En mars 1847, il a le déclic quand un collègue meurt d’une septicémie contractée lors d’une autopsie: les cadavres recèlent selon ses termes des « particules » invisibles mais potentiellement létales.
Or « à l’époque, les étudiants en médecine passaient directement d’une autopsie à un accouchement sans se désinfecter les mains », rappelle M. Küenburg pour l’AFP.
Le simple savon ne suffisant pas, Semmelweis impose un lavage des mains de cinq minutes avec « ce qui existait de plus fort: le chlorure de chaux, une solution au demeurant très abrasive pour la peau ».
Les résultats sont immédiats: le taux de mortalité tombe à 1,3%, devenant même nul certains jours.
– Caractère emporté –
C’est là que les ennuis de Semmelweis commencent. S’il recueille le soutien de certains confrères, le jeune médecin hongrois est vivement combattu par plusieurs pontes. En 1849, son contrat n’est pas renouvelé.
« Les médecins se sont sentis agressés car il a établi que c’étaient précisément eux qui transmettaient les germes », souligne M. Küenburg, selon qui Semmelweis serait aujourd’hui « Prix Nobel ».
Mais un quart de siècle avant Pasteur et la découverte des microbes, le praticien ne peut pas démontrer formellement l’existence de ses « particules ». Pire, « plus il apporte d’éléments de preuve, plus la résistance grandit ».
Et le caractère emporté du médecin, qui n’hésite pas à qualifier ses confrères d' »assassins », n’arrange pas les choses. Son « grand défaut » est « d’être brutal en tout, et surtout pour lui-même », reconnaît l’écrivain français Louis-Ferdinand Céline, qui consacre une thèse de médecine enthousiaste à ce « génie » en 1924.
Incompris, Semmelweis développe des troubles mentaux et est finalement interné à Vienne où il meurt dans des circonstances obscures en 1865, à 47 ans. Il ne sera réhabilité qu’à la fin du 19e siècle, après que Pasteur, Koch ou encore Yersin eurent validé son intuition. Il fait figure aujourd’hui de père de l’asepsie et de l’épidémiologie hospitalière moderne.
– 100 morts par jour dans l’UE –
Mais si la désinfection des mains à hôpital relève du bon sens, elle n’est toujours pas systématisée, déplore le Pr Didier Pittet, directeur de programme à l’Organisation mondiale de la santé (OMS).
« Elle n’est pratiquée que dans 50% des cas en moyenne, alors qu’elle pourrait éviter de 50 à 70% des infections en milieu hospitalier », confie-t-il à l’AFP.
Les infections nosocomiales affectent quelque 3,2 millions de patients chaque année au sein de l’Union européenne, faisant plus de 100 morts par jour.
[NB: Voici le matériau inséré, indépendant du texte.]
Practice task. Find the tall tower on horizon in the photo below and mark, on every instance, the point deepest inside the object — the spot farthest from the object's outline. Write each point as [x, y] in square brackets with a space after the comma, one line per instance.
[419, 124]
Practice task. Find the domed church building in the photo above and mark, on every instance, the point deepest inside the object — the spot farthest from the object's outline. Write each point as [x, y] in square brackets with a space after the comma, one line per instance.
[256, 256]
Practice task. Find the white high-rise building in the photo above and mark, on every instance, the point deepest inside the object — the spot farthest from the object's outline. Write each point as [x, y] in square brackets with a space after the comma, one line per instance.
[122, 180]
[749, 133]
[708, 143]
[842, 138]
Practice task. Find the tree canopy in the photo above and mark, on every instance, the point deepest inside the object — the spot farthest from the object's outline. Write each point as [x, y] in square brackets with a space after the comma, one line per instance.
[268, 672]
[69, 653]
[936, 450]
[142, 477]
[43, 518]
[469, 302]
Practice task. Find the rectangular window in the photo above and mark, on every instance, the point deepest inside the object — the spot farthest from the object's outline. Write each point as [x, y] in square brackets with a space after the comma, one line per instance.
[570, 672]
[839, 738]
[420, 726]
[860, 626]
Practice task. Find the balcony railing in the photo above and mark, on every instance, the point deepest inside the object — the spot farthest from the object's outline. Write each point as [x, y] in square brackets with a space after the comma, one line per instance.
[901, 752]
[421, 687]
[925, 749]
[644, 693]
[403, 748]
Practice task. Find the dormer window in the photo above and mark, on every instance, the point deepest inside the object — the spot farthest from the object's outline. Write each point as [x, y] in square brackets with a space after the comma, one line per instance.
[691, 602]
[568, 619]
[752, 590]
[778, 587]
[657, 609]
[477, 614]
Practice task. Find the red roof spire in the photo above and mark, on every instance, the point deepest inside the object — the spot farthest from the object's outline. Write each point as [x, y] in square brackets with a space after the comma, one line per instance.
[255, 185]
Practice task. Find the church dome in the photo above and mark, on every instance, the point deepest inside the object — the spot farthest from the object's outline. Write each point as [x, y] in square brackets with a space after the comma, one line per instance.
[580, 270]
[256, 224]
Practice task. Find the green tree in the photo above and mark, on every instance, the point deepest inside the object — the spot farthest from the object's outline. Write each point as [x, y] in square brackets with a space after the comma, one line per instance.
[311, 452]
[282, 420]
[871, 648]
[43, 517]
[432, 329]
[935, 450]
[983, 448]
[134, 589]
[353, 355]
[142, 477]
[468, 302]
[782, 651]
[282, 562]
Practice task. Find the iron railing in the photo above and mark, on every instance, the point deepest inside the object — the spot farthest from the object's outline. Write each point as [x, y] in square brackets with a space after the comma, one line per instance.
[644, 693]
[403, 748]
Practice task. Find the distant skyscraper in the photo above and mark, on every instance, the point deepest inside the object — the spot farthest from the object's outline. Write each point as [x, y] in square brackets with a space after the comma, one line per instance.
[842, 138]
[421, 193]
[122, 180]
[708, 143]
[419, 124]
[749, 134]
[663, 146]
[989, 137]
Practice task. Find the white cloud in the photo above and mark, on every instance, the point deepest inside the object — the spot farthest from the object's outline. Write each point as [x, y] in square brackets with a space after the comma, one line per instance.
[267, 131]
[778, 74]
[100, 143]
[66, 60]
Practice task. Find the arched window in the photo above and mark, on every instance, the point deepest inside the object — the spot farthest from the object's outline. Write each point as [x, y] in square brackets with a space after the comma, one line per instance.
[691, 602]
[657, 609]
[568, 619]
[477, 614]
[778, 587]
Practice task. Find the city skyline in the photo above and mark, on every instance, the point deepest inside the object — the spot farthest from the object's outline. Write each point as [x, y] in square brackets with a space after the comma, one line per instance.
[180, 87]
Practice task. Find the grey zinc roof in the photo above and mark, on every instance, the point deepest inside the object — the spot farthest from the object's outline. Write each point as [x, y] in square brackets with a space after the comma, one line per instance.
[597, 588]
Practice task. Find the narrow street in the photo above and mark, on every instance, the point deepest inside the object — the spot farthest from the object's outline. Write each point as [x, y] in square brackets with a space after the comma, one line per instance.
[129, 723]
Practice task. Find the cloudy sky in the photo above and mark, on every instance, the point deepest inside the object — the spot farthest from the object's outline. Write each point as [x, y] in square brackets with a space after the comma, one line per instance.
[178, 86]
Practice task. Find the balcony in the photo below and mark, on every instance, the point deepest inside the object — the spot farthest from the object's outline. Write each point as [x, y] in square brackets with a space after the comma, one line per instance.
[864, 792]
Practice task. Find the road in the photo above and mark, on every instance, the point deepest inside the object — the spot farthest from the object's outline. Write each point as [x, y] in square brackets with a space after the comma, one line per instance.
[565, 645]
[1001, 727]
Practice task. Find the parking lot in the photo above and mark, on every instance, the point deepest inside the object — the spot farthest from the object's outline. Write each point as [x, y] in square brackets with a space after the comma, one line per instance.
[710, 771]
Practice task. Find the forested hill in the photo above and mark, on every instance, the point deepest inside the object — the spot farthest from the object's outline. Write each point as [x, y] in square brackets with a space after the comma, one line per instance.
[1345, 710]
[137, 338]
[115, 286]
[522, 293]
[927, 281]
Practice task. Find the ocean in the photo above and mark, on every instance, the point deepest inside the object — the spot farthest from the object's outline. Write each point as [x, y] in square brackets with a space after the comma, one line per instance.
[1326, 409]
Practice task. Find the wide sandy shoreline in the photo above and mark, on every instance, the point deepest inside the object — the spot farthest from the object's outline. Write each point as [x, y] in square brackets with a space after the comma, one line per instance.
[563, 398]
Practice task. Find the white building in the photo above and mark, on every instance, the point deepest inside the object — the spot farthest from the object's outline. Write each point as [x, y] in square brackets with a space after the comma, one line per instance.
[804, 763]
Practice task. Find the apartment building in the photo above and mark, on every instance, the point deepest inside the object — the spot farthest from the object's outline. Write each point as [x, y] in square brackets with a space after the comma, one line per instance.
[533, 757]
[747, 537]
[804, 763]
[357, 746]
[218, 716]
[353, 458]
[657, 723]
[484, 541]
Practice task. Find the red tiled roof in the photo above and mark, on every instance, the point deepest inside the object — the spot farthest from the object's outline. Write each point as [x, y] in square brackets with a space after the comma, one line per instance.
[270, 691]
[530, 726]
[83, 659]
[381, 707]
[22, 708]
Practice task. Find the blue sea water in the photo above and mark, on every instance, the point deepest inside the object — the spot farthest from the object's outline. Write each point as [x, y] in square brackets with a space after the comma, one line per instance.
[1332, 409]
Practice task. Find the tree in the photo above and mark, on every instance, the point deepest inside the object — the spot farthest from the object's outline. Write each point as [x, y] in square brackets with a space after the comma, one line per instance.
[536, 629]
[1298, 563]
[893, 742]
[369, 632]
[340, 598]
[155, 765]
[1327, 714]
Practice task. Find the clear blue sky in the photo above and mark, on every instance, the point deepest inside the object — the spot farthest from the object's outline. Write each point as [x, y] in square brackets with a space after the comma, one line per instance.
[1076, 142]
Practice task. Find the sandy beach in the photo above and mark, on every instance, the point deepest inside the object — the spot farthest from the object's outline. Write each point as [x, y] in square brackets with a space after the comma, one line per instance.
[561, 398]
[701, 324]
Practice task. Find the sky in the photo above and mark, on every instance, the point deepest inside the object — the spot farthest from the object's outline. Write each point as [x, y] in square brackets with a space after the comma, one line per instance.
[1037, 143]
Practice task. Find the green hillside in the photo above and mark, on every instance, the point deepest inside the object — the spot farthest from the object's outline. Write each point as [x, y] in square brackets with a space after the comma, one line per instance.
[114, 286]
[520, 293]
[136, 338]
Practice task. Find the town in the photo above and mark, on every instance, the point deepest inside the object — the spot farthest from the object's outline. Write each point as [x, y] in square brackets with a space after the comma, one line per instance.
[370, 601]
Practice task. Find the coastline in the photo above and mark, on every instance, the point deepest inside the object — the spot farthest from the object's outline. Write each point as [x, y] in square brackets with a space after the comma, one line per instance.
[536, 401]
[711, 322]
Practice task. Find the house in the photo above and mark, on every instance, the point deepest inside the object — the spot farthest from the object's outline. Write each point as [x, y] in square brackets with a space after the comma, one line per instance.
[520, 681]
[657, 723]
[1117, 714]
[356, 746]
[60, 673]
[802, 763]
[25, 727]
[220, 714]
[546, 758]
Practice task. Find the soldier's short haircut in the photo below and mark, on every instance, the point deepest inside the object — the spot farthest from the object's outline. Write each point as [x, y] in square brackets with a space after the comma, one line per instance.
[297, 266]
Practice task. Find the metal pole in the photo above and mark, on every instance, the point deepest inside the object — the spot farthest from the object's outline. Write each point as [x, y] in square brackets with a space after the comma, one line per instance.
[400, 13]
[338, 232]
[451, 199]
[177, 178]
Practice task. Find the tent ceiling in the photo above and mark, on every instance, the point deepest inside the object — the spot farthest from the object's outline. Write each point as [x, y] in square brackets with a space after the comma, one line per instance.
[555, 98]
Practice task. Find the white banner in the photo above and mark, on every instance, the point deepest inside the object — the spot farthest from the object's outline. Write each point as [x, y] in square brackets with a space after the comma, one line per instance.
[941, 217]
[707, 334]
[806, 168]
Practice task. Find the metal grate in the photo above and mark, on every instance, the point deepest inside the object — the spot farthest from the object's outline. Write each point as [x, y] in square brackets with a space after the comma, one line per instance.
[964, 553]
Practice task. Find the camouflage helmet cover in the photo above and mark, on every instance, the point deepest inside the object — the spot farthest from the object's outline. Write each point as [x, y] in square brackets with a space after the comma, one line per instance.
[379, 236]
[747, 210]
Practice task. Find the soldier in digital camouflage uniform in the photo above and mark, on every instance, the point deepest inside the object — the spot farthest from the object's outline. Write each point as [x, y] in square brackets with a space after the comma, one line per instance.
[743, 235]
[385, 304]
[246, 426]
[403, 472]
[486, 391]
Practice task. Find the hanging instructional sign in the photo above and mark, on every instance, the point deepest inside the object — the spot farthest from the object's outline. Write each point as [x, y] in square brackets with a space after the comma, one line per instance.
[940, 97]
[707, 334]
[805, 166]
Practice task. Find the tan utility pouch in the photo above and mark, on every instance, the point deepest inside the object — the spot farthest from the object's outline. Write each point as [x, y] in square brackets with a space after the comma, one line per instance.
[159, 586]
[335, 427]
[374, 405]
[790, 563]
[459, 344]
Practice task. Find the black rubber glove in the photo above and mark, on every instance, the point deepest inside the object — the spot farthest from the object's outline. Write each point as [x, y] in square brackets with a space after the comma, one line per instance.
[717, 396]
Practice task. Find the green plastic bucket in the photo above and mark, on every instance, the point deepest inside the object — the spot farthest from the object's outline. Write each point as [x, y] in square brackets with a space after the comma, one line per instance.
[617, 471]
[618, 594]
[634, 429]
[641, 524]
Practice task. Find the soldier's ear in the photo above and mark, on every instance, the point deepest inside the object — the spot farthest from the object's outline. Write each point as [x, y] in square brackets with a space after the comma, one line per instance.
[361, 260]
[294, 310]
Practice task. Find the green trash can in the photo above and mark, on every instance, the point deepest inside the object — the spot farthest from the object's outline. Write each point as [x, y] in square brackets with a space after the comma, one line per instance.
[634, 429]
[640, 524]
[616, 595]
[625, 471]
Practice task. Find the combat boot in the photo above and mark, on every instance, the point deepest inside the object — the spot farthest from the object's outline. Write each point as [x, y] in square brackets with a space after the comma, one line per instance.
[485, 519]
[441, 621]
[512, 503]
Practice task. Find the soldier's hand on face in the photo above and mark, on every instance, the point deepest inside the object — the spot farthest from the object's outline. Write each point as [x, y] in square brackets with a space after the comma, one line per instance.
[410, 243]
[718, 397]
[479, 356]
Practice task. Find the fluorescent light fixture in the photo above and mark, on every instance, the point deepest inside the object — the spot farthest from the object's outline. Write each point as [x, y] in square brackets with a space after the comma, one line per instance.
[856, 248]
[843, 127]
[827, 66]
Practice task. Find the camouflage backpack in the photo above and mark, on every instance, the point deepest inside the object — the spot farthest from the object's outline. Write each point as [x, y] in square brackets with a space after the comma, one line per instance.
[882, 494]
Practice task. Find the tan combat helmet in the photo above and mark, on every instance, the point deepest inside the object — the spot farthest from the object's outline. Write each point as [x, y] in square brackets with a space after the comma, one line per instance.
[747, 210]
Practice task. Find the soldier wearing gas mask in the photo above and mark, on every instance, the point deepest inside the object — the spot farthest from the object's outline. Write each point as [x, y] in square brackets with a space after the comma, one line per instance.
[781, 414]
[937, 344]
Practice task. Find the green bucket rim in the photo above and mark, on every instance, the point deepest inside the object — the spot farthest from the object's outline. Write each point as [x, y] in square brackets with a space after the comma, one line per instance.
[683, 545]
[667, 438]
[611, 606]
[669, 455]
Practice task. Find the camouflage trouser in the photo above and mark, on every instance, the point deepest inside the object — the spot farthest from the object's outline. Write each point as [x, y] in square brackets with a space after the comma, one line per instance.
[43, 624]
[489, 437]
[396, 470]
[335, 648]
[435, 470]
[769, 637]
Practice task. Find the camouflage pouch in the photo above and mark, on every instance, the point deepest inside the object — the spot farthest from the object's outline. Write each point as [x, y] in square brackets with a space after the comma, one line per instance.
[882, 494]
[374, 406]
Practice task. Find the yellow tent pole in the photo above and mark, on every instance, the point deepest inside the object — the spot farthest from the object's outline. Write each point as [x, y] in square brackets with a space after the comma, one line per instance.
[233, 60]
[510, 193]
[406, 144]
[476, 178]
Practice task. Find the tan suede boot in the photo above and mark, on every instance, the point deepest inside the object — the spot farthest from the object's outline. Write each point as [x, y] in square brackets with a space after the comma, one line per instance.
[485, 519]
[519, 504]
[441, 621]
Dans le monde, elles causent de « 5 à 8 millions de décès » par an, rappelle le praticien.
Alors, pourquoi les enseignements de Semmelweis ne sont-ils pas davantage appliqués ? « La désinfection des mains avec une solution alcoolique est un acte simple et bon marché, avec un impact immédiat sur les taux d’infections », y compris pour des gènes multirésistants, relève Didier Pittet.
Mais « c’est un acte qui n’est pas suffisamment pris au sérieux, notamment par les médecins eux-mêmes, pour qui c’est moins prestigieux que de rechercher le gène d’une maladie rare », estime-t-il.
Lancée par l’OMS en partenariat avec 19.000 hôpitaux dans le monde, la campagne de sensibilisation « Clean Care is Safer Care » porte cependant ses fruits.
La désinfection des mains est désormais pratiquée à près de 85% dans des pays comme l’Australie et dans certains établissements asiatiques, à l’instar des Hôpitaux universitaires de Genève, où Didier Pittet a instauré un programme pilote dès les années 1990.
« Dans le monde, il y a vingt ans, la désinfection des mains n’était pratiquée qu’à 20%. Aujourd’hui, le sujet est en train de devenir l’un des plus sexy de la littérature médicale », assure le professeur. « C’est un peu la revanche de Semmelweis ».